Hi! I want to use torch.multiuprocessing to speed-up my training process. In short, the original training structure is as below.

train_loader = DataLoader(train_dataset, batch_size=train_batch, shuffle=True)
model = Model(...)
optimizer = optim.SGD(model.parameters(), ...)
for i in range(epochs):
    for pos, neg in enumerate(train_loader):
        pos = pos.to(device).to(torch.long)
        neg = neg.to(device).to(torch.long)
        optimizer.zero_grad()
        loss = model(pos, neg)
        loss.backward()
        optimizer.step()

I want to use multiprocessing in each epoch, so I changed my code structure into this:

def train(model, train_loder, device):
    optimizer = optim.SGD(model.parameters(), ...)
    for pos, neg in enumerate(train_loader):
        pos = pos.to(device).to(torch.long)
        neg = neg.to(device).to(torch.long)
        optimizer.zero_grad()
        loss = model(pos, neg)
        loss.backward()
        optimizer.step()

train_loader = DataLoader(train_dataset, batch_size=train_batch, shuffle=True)
model = Model(...)
for i in range(epochs):
    processes = []
    for rank in range(num_processes):
        p = mp.Process(target=train, args=(model, train_loader, device))
        p.start()
        processes.append(p)
    for p in processes:
        p.join()

But when I ran, I got errors I don’t understand: (My system is Win10)

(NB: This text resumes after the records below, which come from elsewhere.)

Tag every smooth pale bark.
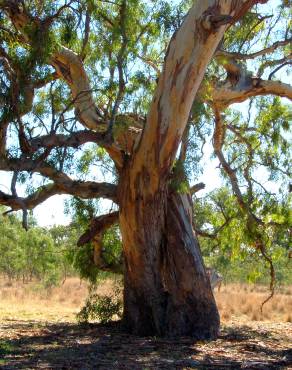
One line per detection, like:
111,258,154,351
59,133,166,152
124,189,220,339
2,0,266,338
119,1,260,338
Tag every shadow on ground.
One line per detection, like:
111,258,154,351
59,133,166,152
0,321,292,370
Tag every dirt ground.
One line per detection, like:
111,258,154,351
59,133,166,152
0,320,292,370
0,279,292,370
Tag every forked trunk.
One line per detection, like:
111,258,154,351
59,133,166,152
120,173,219,339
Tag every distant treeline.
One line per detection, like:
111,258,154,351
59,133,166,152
0,207,292,288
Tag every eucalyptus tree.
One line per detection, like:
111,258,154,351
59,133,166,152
0,0,292,338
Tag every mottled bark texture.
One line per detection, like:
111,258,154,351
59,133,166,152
120,166,219,339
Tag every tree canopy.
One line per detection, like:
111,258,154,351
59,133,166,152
0,0,292,314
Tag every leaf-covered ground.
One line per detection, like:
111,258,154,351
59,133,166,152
0,319,292,370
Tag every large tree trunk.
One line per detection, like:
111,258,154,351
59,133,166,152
120,171,219,339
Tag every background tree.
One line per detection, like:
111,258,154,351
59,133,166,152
0,0,292,338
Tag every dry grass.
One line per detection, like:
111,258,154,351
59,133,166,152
215,284,292,323
0,278,116,322
0,278,292,323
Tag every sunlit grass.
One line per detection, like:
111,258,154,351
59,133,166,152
0,278,292,323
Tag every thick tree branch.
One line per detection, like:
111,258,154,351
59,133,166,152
190,182,206,195
0,179,117,211
215,39,292,60
212,76,292,110
77,211,119,247
132,1,266,194
77,212,123,273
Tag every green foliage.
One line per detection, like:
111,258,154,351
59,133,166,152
77,284,123,324
194,188,292,285
0,208,76,289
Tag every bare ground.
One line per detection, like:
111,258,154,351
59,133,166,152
0,280,292,370
0,320,292,370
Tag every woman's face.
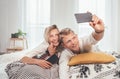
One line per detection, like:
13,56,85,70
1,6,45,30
48,29,59,46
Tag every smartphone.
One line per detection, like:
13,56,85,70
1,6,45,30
47,54,59,64
75,13,92,23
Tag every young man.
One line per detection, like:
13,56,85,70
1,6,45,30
59,15,104,79
6,25,60,79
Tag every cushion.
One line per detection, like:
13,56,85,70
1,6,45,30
68,52,115,66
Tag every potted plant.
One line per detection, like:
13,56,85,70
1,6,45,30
17,29,26,38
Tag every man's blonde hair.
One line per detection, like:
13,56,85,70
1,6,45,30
44,25,59,42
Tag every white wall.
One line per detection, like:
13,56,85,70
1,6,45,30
51,0,78,32
0,0,19,52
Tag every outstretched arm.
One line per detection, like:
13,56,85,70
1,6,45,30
89,15,104,41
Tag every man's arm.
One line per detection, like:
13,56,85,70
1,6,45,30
89,15,104,41
20,56,52,68
59,50,72,79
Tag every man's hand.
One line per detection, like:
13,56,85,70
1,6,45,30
48,43,56,55
89,15,104,33
37,59,52,69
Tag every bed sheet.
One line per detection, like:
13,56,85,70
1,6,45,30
69,51,120,79
0,50,30,79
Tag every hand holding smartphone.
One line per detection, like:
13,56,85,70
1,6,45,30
75,13,92,23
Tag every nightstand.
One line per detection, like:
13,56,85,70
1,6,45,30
7,38,28,52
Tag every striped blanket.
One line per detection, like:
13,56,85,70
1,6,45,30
5,61,58,79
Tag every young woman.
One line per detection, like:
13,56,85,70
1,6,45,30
6,25,60,79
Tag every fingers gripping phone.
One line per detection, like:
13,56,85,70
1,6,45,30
75,13,92,23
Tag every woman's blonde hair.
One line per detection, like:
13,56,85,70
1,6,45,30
44,25,59,42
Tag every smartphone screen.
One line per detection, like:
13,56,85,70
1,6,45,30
75,13,92,23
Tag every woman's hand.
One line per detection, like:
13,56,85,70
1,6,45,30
48,43,57,55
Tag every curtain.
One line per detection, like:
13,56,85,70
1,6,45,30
20,0,50,48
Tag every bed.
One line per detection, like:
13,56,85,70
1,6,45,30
0,50,30,79
69,51,120,79
0,50,120,79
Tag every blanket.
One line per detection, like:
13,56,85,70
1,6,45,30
69,51,120,79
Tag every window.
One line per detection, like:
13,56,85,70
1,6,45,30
22,0,50,48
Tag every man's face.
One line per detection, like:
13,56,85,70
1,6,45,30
48,29,59,46
63,33,79,52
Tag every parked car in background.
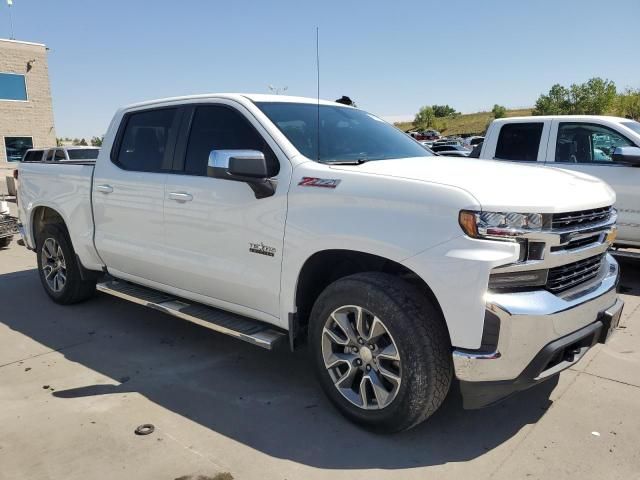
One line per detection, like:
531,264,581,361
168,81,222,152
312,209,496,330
431,144,471,157
407,130,440,141
462,135,484,150
480,115,640,251
18,94,623,432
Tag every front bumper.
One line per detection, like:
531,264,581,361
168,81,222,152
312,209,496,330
453,255,623,408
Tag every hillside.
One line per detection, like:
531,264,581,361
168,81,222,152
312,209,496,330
395,108,532,135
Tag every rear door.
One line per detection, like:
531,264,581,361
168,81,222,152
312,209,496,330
164,100,291,319
92,107,180,282
547,120,640,245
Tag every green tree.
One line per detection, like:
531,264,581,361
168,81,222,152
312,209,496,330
533,77,616,115
413,105,436,129
616,88,640,120
431,105,460,118
491,103,507,118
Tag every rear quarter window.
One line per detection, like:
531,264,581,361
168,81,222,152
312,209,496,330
495,122,544,162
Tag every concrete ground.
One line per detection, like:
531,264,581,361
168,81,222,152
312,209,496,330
0,203,640,480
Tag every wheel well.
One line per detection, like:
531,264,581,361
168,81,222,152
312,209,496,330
32,207,66,242
291,250,442,340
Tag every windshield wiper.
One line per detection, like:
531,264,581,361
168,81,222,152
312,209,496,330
321,158,369,165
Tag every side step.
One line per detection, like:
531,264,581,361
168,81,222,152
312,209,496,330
96,280,288,350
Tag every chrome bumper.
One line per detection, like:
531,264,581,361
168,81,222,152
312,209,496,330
453,254,621,382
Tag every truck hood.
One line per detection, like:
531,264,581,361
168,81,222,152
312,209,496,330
332,157,616,213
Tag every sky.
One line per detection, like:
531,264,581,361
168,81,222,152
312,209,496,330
0,0,640,138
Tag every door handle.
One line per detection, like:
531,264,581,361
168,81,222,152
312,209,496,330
169,192,193,203
96,185,113,193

THCudaCheck FAIL file=C:\w\1\s\windows\pytorch\torch/csrc/generic/StorageSharing.cpp line=245 error=71 : operation not supported
Traceback (most recent call last):
  File "D:/PyCharm/Projects/TransE/train.py", line 113, in <module>
    p.start()
  File "D:\Python3.7.3\lib\multiprocessing\process.py", line 112, in start
    self._popen = self._Popen(self)
  File "D:\Python3.7.3\lib\multiprocessing\context.py", line 223, in _Popen
    return _default_context.get_context().Process._Popen(process_obj)
  File "D:\Python3.7.3\lib\multiprocessing\context.py", line 322, in _Popen
    return Popen(process_obj)
  File "D:\Python3.7.3\lib\multiprocessing\popen_spawn_win32.py", line 89, in __init__
    reduction.dump(process_obj, to_child)
  File "D:\Python3.7.3\lib\multiprocessing\reduction.py", line 60, in dump
    ForkingPickler(file, protocol).dump(obj)
  File "D:\Python3.7.3\lib\site-packages\torch\multiprocessing\reductions.py", line 232, in reduce_tensor
    event_sync_required) = storage._share_cuda_()
RuntimeError: cuda runtime error (71) : operation not supported at C:\w\1\s\windows\pytorch\torch/csrc/generic/StorageSharing.cpp:245
Traceback (most recent call last):
  File "<string>", line 1, in <module>
  File "D:\Python3.7.3\lib\multiprocessing\spawn.py", line 105, in spawn_main
    exitcode = _main(fd)
  File "D:\Python3.7.3\lib\multiprocessing\spawn.py", line 115, in _main
    self = reduction.pickle.load(from_parent)

Is my structure wrong? And how to fix it? Thanks!

PS: It seems that there are not many tutorials on how to use torch.multiprocessing. And I am not familiar with multiprocessing :frowning:

Hi,

the error states that THCudaCheck, in StorageSharing.cpp you are doing operation not supported.
So my guess is that sharing cuda Tensors is not supported on windows.

Anyway, in general, multiprocessing is very unlikely to give you any performance benefit. What are the properties of your workload? Why do you want to use multiprocessing?

Hi! Thanks for your answer. In my current situation, without multiprocessing each epoch costs about 8 seconds. I saw other implementations used multiprocessing to speed-up training process and it really helped (but they are written with Tensorflow).
You said it’s likely that sharing cuda Tensors is not supported on windows. To verify this I tried runing a PyTorch official example program (code link) which uses a very similar multiprocessing structure as mine, and same error occurred if I used cuda in windows system. I believe your guess in right!

But I still want to speed-up my process. In the next try, I will use multiprocessing not torch.multiprocessing and see if it works!